Noi andiamo alla ricerca della nostra
identità più profonda, sapendo bene che non ci è chiaro chi siamo veramente.
Chi sono io? Uno, nessuno, centomila… So dove sono nato, chi sono i miei
genitori o fratelli, che cosa ho studiato, che cosa c’è scritto sulla mia carta
d’identità, qual è il mio corpo… ma tutto questo non mi definisce con
sicurezza, non mi dice che cosa farò, quali comportamenti avrò e quale sarà il
mio destino. Chi sono veramente non lo so. Sono sconosciuto a me stesso.
Mi sono identificato con un certo io,
dotato di un certo corpo e di una certa mente. Quello sono io, d’accordo. Ma
spesso mi sento estraneo a me stesso.
Il corpo può piacermi o non piacermi. Ma
è così anche per la mia psicologia, per i miei sentimenti e per i miei
pensieri. Alcuni non mi piacciono, li sento estranei o addirittura nemici. Dove
sta allora la mia autentica identità? C’è in me una gran confusione, un
dissidio continuo e non so chi sono. Non sono in pace. Cerco qualcosa che mi
sfugge.
Proviamo allora a compiere il cammino
inverso alla nostra identificazione con una certa persona che definiamo “io”. Forse
ciò con cui mi sono identificato non è vero o non del tutto vero. Sono
cosciente infatti di tutte queste caratteristiche, positive o negative che
siano, e quindi ci deve essere un centro più profondo, un Testimone, che,
essendo consapevole di tutto ciò, è una mia identità ancora più profonda e per ora
inafferrabile.
Incominciamo a trovare che cosa non sono. Non sono il mio corpo, perché,
se cambiasse un pezzo alla volta (e in effetti cambia un po’ per volta, giorno
dopo giorno), io continuerei a riconoscermi. Ma non sono neppure i miei
sentimenti e i miei pensieri, che sono i più diversi, i più inconsistenti e i
più variabili.
Che cosa c’è allora in tutti questi
processi che si mantenga immutabile e uguale a se stesso?
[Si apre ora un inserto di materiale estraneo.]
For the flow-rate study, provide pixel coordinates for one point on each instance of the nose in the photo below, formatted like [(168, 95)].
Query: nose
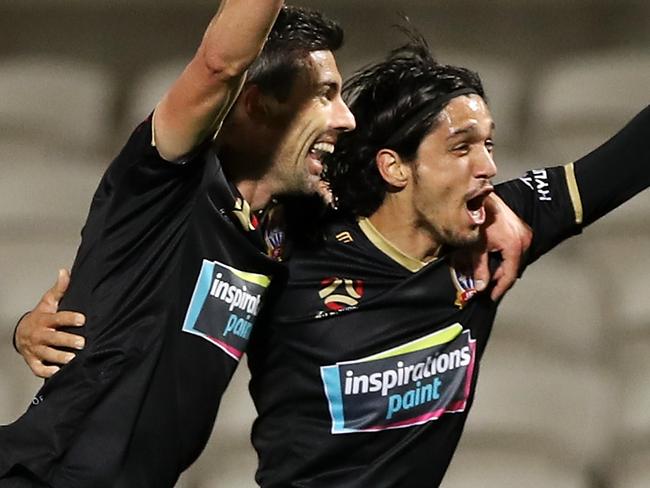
[(342, 117), (486, 167)]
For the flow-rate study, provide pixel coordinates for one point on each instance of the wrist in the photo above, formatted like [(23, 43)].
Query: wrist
[(13, 340)]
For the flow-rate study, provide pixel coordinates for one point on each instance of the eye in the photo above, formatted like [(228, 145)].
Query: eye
[(461, 148)]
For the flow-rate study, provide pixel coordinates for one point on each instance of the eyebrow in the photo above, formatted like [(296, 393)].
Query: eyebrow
[(467, 129)]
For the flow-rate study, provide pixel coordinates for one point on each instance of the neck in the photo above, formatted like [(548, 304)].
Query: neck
[(256, 192), (244, 168), (403, 230)]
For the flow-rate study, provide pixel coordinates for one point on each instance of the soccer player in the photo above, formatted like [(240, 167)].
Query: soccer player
[(378, 334), (170, 271), (172, 268)]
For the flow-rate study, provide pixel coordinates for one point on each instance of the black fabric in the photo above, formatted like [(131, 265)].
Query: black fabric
[(616, 171), (136, 406), (379, 322)]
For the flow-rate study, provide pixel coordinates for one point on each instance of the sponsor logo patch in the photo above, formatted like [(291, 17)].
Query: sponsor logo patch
[(537, 180), (224, 306), (411, 384)]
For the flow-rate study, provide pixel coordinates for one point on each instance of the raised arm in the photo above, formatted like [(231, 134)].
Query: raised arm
[(192, 110), (200, 98)]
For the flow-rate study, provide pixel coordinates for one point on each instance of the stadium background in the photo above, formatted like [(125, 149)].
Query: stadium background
[(564, 398)]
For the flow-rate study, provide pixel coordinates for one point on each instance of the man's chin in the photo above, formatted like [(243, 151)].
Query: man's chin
[(468, 239)]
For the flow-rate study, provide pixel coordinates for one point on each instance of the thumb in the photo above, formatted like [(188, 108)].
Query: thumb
[(61, 285), (53, 295)]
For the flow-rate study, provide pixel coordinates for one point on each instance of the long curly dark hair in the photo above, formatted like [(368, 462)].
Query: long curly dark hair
[(396, 103)]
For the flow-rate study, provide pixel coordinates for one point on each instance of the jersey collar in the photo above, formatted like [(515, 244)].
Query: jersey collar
[(388, 248)]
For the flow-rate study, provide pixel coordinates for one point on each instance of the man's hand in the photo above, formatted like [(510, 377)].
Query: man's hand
[(504, 232), (37, 337)]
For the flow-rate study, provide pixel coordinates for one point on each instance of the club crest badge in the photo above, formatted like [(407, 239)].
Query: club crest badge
[(465, 287)]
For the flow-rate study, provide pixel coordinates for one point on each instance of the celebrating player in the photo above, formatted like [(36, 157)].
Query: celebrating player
[(172, 216), (379, 336)]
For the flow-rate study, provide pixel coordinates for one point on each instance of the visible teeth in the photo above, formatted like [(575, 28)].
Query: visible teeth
[(323, 147)]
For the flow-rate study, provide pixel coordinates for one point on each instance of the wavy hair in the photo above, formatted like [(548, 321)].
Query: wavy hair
[(396, 103)]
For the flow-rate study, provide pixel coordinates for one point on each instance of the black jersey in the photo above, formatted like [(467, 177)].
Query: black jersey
[(366, 374), (171, 278), (367, 371)]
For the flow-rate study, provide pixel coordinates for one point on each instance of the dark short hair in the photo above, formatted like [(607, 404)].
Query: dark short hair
[(296, 32), (396, 103)]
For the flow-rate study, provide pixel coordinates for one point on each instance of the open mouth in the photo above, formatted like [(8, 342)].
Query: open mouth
[(319, 149), (476, 206)]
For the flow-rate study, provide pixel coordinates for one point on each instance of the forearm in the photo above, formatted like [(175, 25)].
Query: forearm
[(616, 171), (236, 35), (201, 97)]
È la consapevolezza che
io ho di ciò che sono e non sono. Gli oggetti variano, ma la consapevolezza
rimane lì come un perno fisso.
E tuttavia non posso definire questo
perno fisso. So che c’è, ma non so chi è.
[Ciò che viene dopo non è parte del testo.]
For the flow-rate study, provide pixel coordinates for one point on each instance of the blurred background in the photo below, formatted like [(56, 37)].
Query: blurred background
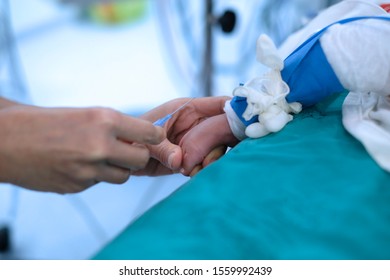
[(131, 55)]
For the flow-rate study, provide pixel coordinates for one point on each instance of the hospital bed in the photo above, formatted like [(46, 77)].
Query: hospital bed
[(310, 191)]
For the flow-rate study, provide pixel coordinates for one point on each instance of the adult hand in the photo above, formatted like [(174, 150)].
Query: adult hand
[(67, 150), (202, 144), (167, 157)]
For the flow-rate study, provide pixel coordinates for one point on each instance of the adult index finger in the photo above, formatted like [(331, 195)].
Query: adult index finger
[(133, 129)]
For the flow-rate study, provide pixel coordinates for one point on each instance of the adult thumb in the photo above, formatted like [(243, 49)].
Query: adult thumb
[(169, 154)]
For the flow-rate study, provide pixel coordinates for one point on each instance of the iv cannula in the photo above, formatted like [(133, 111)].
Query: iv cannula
[(163, 120)]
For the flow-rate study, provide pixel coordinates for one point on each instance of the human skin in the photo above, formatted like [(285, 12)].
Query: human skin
[(67, 150), (169, 156)]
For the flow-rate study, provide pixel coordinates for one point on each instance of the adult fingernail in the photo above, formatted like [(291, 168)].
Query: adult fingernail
[(171, 158)]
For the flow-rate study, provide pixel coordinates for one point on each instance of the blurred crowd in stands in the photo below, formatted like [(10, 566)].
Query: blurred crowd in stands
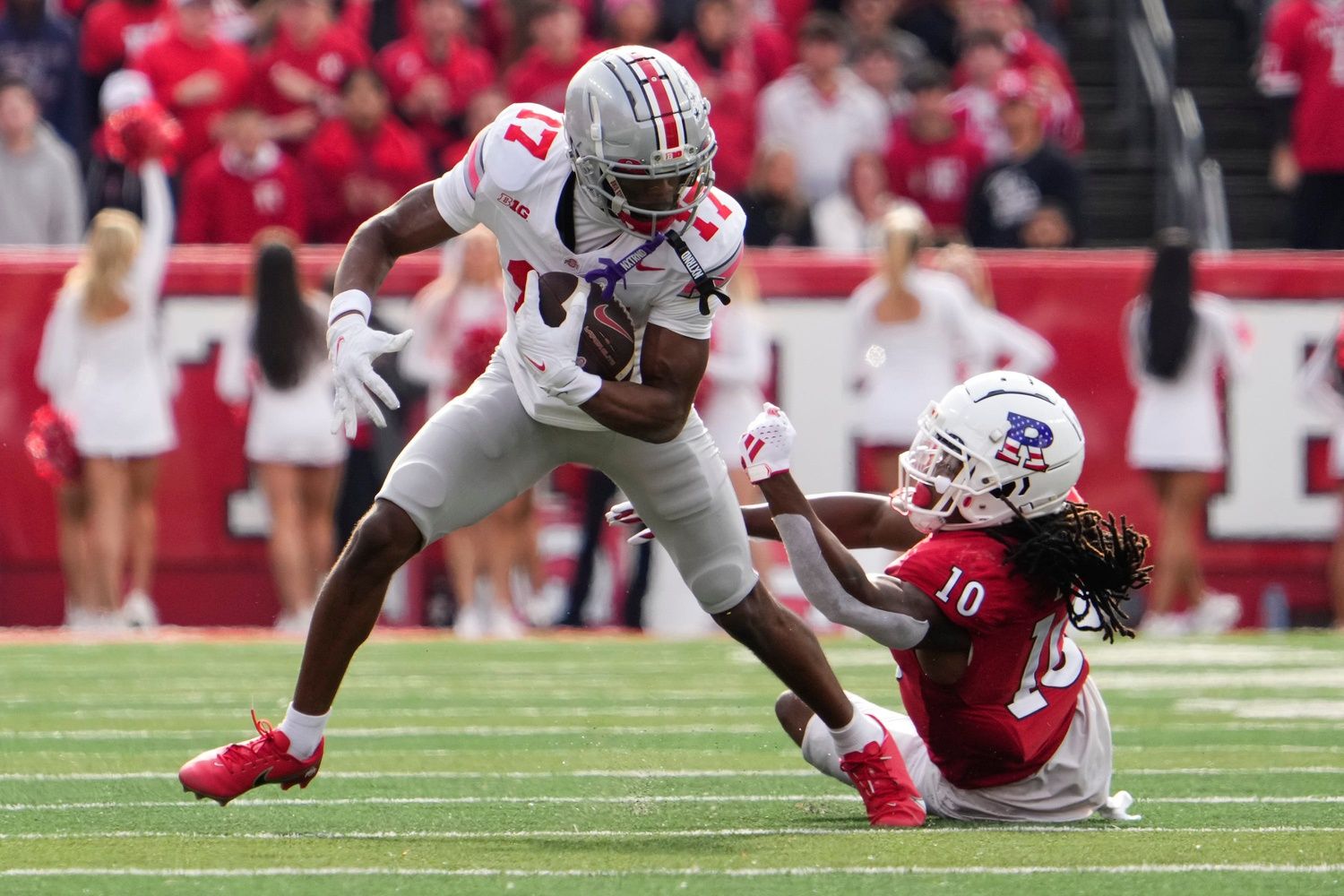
[(312, 115)]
In questo campo ciò che conta non sono i
pensieri, ma l’esperienza. Posso avere esperienza di questa mia consapevolezza,
che permane anche quando dormo o tra un pensiero e l’altro. E l’esperienza è l’unica
cosa che conti, l’unica prova della sua esistenza.
Devo
dunque addestrarmi a dis-identificarmi dagli elementi mutevoli (corpo e mente) e
a identificarmi con il Testimone ultimo. Devo chiedermi ad ogni momento: “Chi
sono io?”, scartare tutto ciò con cui mi identifico di solito e trovare l’esperienza
non di essere questo o quello, ma di essere. Io sono l’ “io sono”, anzi il “sono”,
l’essere stesso.
Questa è la mia identità ultima di cui
possa fare esperienza. E se ne faccio esperienza, lo sono.